Over the summer I felt like I wanted to be on a family faith adventure. I don't know if it was a word from God, but it was something that I felt and that kept cropping up.
I love God and I love our family. What I really want is for my kids to know God. Not just know of God, or understand theories about God, but to KNOW Him for themselves. When they pray I want them to expect answers.
When they have troubles I want God to be their first port of call.
When they celebrate - to acknowledge God's hand in it.
I want them to step out of themselves and experience God. So that they have no doubt to his reality, to his care, to his power, influence and infinite love.
This is what I want for my kids. I know if they have a relationship with God, then their lives will be alright. It doesn't mean that life will be easy for them, but they will grow, they will be ok.
So, over the summer I was thinking about this and I thought, what greater way for our kids to experience God than to go on an adventure with him. All of us together. Learning, strengthening and struggling along way. What better way for them to see God at work than to go on a family faith adventure?

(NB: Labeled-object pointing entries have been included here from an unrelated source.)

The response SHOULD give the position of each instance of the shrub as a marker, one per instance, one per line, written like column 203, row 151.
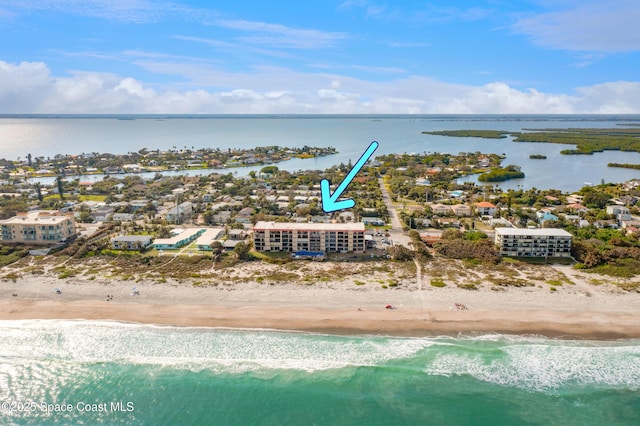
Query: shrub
column 438, row 282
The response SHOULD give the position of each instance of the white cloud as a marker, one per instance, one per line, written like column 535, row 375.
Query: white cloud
column 610, row 26
column 282, row 35
column 29, row 87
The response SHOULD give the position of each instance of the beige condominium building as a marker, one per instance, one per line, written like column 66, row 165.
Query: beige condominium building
column 38, row 227
column 544, row 242
column 314, row 237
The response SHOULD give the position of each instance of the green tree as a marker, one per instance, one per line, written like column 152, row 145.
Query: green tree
column 241, row 250
column 216, row 249
column 60, row 187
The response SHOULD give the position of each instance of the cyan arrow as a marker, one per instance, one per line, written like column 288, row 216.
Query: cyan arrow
column 330, row 202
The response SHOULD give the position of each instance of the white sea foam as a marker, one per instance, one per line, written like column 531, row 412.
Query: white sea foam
column 544, row 364
column 534, row 363
column 197, row 348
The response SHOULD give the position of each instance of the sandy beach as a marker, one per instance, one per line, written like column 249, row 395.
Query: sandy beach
column 580, row 310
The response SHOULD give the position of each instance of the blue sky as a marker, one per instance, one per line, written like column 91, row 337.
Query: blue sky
column 343, row 56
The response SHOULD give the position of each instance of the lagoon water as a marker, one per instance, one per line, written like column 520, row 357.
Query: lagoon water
column 51, row 135
column 183, row 376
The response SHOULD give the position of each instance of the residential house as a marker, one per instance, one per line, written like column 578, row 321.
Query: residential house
column 38, row 227
column 461, row 210
column 485, row 208
column 440, row 209
column 130, row 242
column 576, row 208
column 237, row 234
column 244, row 215
column 622, row 213
column 179, row 213
column 207, row 238
column 372, row 221
column 546, row 216
column 181, row 239
column 317, row 237
column 545, row 242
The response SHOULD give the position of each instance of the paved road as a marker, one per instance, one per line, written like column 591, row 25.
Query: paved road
column 397, row 234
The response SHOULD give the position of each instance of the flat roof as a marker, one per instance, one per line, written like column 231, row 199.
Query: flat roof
column 533, row 232
column 306, row 226
column 131, row 238
column 36, row 217
column 188, row 233
column 209, row 236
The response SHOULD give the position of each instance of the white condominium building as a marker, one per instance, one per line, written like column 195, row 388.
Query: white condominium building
column 314, row 237
column 38, row 227
column 545, row 242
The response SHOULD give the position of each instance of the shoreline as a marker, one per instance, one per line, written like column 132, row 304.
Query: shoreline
column 576, row 311
column 397, row 322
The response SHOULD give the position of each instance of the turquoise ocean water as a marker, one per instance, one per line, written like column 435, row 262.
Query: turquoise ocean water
column 78, row 372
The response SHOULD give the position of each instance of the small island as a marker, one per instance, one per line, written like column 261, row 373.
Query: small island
column 586, row 140
column 624, row 165
column 485, row 134
column 501, row 174
column 146, row 160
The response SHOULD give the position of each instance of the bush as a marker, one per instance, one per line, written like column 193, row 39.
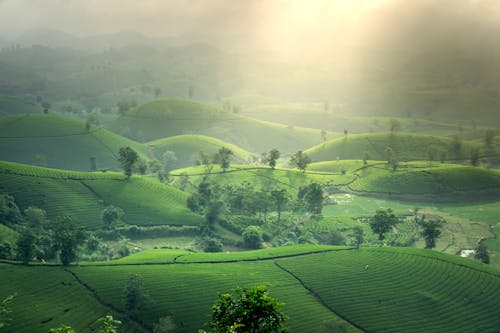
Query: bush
column 252, row 237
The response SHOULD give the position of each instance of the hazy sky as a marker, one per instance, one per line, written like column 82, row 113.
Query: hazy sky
column 178, row 17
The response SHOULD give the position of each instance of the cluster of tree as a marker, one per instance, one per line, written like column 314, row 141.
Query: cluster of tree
column 248, row 310
column 43, row 239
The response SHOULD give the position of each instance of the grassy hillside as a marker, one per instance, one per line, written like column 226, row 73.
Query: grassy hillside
column 419, row 181
column 261, row 177
column 315, row 117
column 11, row 106
column 405, row 147
column 187, row 149
column 371, row 289
column 169, row 117
column 83, row 195
column 60, row 142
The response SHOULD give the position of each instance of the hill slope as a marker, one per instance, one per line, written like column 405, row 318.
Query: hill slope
column 405, row 147
column 371, row 289
column 60, row 142
column 169, row 117
column 187, row 149
column 83, row 195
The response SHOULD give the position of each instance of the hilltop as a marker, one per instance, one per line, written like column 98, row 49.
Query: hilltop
column 61, row 142
column 83, row 195
column 404, row 146
column 187, row 149
column 169, row 117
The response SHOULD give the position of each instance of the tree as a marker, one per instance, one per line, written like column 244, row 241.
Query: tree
column 482, row 253
column 135, row 296
column 5, row 311
column 252, row 236
column 279, row 198
column 394, row 125
column 165, row 325
column 127, row 158
column 271, row 158
column 223, row 157
column 108, row 324
column 9, row 212
column 26, row 245
column 111, row 214
column 489, row 135
column 382, row 222
column 67, row 237
column 300, row 160
column 313, row 197
column 430, row 231
column 248, row 310
column 169, row 159
column 358, row 236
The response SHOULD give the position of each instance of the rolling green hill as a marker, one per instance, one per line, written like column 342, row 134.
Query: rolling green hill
column 83, row 195
column 11, row 106
column 419, row 181
column 366, row 290
column 60, row 142
column 187, row 149
column 405, row 147
column 169, row 117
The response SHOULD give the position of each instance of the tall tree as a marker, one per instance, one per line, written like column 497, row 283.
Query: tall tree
column 250, row 311
column 67, row 237
column 382, row 222
column 271, row 158
column 300, row 160
column 127, row 157
column 223, row 157
column 431, row 230
column 279, row 198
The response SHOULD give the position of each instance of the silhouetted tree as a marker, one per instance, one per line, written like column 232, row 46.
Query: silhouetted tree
column 300, row 160
column 127, row 157
column 382, row 222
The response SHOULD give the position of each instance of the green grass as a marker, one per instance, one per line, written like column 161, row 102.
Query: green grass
column 187, row 149
column 442, row 182
column 376, row 289
column 405, row 147
column 261, row 177
column 391, row 290
column 170, row 117
column 11, row 106
column 83, row 195
column 62, row 141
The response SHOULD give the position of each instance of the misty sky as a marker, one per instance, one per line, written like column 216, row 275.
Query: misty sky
column 259, row 18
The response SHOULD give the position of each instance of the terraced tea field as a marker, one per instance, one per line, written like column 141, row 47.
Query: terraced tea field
column 83, row 195
column 366, row 290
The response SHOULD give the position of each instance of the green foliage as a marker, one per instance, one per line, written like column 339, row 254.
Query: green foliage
column 127, row 157
column 5, row 311
column 111, row 214
column 300, row 160
column 271, row 158
column 250, row 310
column 252, row 237
column 135, row 296
column 26, row 245
column 9, row 212
column 430, row 230
column 482, row 253
column 312, row 195
column 382, row 222
column 62, row 329
column 108, row 324
column 223, row 157
column 67, row 237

I had no idea if this was possible, or how it would come about, but it was something that I thought about and prayed about.

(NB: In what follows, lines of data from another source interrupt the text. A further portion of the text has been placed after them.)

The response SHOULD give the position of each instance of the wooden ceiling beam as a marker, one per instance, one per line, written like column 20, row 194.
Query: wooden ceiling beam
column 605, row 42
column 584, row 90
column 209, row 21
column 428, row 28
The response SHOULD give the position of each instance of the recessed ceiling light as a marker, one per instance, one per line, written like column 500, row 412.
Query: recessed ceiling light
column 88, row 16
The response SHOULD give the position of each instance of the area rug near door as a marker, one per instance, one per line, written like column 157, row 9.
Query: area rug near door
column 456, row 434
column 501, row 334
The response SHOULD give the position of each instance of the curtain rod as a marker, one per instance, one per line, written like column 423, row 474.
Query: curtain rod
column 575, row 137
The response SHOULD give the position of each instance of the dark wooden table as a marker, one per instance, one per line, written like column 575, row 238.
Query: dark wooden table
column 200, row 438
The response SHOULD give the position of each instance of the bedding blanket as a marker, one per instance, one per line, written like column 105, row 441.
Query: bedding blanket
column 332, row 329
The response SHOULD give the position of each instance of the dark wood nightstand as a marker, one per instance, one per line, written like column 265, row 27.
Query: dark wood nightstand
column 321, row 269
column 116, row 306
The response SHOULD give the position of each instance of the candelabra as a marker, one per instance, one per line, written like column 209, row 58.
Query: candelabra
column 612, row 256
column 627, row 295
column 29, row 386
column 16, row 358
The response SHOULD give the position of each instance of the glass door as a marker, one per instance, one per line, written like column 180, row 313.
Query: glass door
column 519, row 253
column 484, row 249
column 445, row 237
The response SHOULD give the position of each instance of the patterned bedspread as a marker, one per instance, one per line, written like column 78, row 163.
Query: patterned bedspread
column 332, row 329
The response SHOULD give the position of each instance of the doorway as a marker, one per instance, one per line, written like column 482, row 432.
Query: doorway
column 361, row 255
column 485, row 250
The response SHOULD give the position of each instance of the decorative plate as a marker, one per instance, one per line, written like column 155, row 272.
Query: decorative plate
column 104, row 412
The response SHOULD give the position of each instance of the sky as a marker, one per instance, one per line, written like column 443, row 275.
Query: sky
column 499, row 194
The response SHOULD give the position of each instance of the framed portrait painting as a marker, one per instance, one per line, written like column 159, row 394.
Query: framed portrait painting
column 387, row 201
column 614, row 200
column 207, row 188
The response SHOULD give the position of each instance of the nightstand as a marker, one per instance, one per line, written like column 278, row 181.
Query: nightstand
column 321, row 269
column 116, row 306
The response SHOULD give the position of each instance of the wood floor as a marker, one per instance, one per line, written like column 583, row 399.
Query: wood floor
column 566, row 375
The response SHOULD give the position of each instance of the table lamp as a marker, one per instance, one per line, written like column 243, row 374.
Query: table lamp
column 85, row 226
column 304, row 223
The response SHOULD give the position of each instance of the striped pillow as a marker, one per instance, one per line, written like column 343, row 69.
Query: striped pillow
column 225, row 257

It is also something that challenges me. Going on a faith adventure means stepping out of your comfort zone. It means you can't do it by yourself, you've got to trust God because you can't do anything else!
It's scary and it means I've got to do some scary things. I've got to put myself out there. I've got to overcome some fear, I've got to step into things I've not done before, or maybe even things I've failed at. When you exit the comfort zone, you can no longer trust in yourself but in God.

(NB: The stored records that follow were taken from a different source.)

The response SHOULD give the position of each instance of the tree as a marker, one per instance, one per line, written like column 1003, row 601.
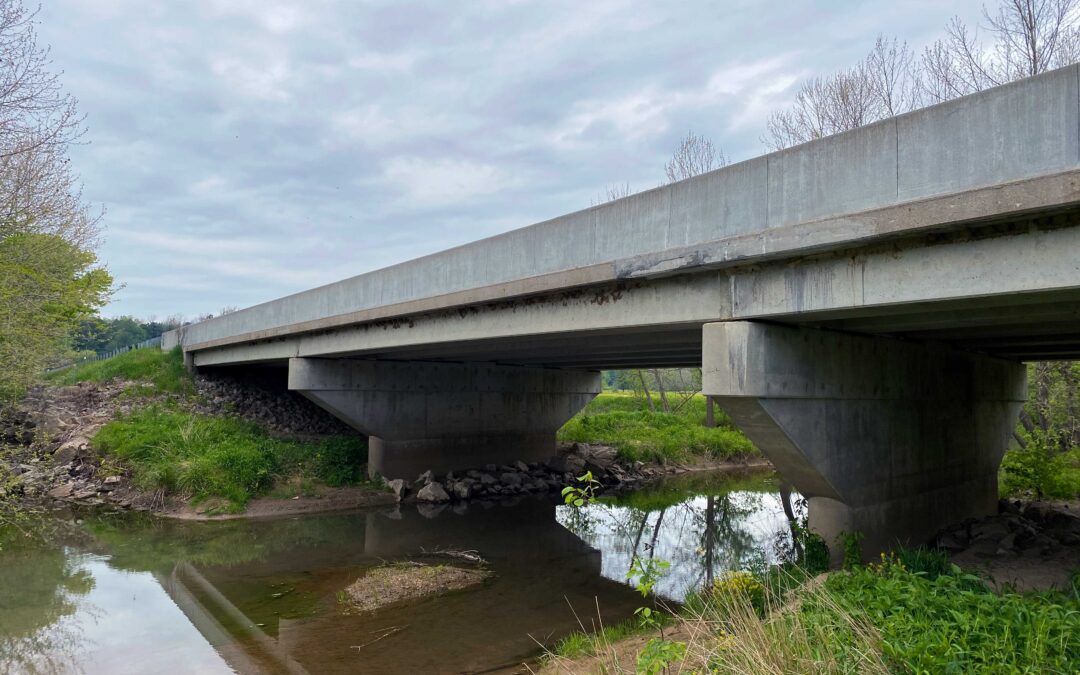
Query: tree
column 48, row 285
column 693, row 156
column 50, row 279
column 1026, row 38
column 881, row 85
column 38, row 123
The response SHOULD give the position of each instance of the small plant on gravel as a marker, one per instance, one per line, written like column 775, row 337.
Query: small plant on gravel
column 580, row 495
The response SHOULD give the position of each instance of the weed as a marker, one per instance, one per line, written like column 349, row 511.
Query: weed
column 220, row 457
column 623, row 421
column 163, row 369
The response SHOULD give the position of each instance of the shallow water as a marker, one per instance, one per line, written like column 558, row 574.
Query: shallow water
column 127, row 593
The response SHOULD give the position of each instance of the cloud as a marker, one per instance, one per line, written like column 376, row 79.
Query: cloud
column 247, row 149
column 431, row 183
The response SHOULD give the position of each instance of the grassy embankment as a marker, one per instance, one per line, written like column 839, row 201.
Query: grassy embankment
column 909, row 612
column 167, row 445
column 624, row 421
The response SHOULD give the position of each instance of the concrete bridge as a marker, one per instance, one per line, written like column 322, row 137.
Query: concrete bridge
column 861, row 306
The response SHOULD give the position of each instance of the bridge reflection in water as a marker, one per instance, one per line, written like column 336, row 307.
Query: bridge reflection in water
column 280, row 613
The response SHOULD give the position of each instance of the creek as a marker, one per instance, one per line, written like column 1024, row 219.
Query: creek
column 131, row 593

So, now it seems that this family faith adventure is launching - planting a church in Sittingbourne in 2018. This seems like an exciting prospect, but it's also pretty scary. (How do you even start a church?) This is going to challenge me and my family. It's going to mean upheaval and strain and overcoming barriers. It's going to mean recognising I can't do it all but trusting God can. It's going to mean being an example to my kids in a scary way, to do what scares me. To take chances and opportunities that I wouldn't normally. It means I'm going to have to have security in God my father rather than myself.
Am I ready for this kind of challenge?
Are YOU ready to be challenged and exit the comfort zone?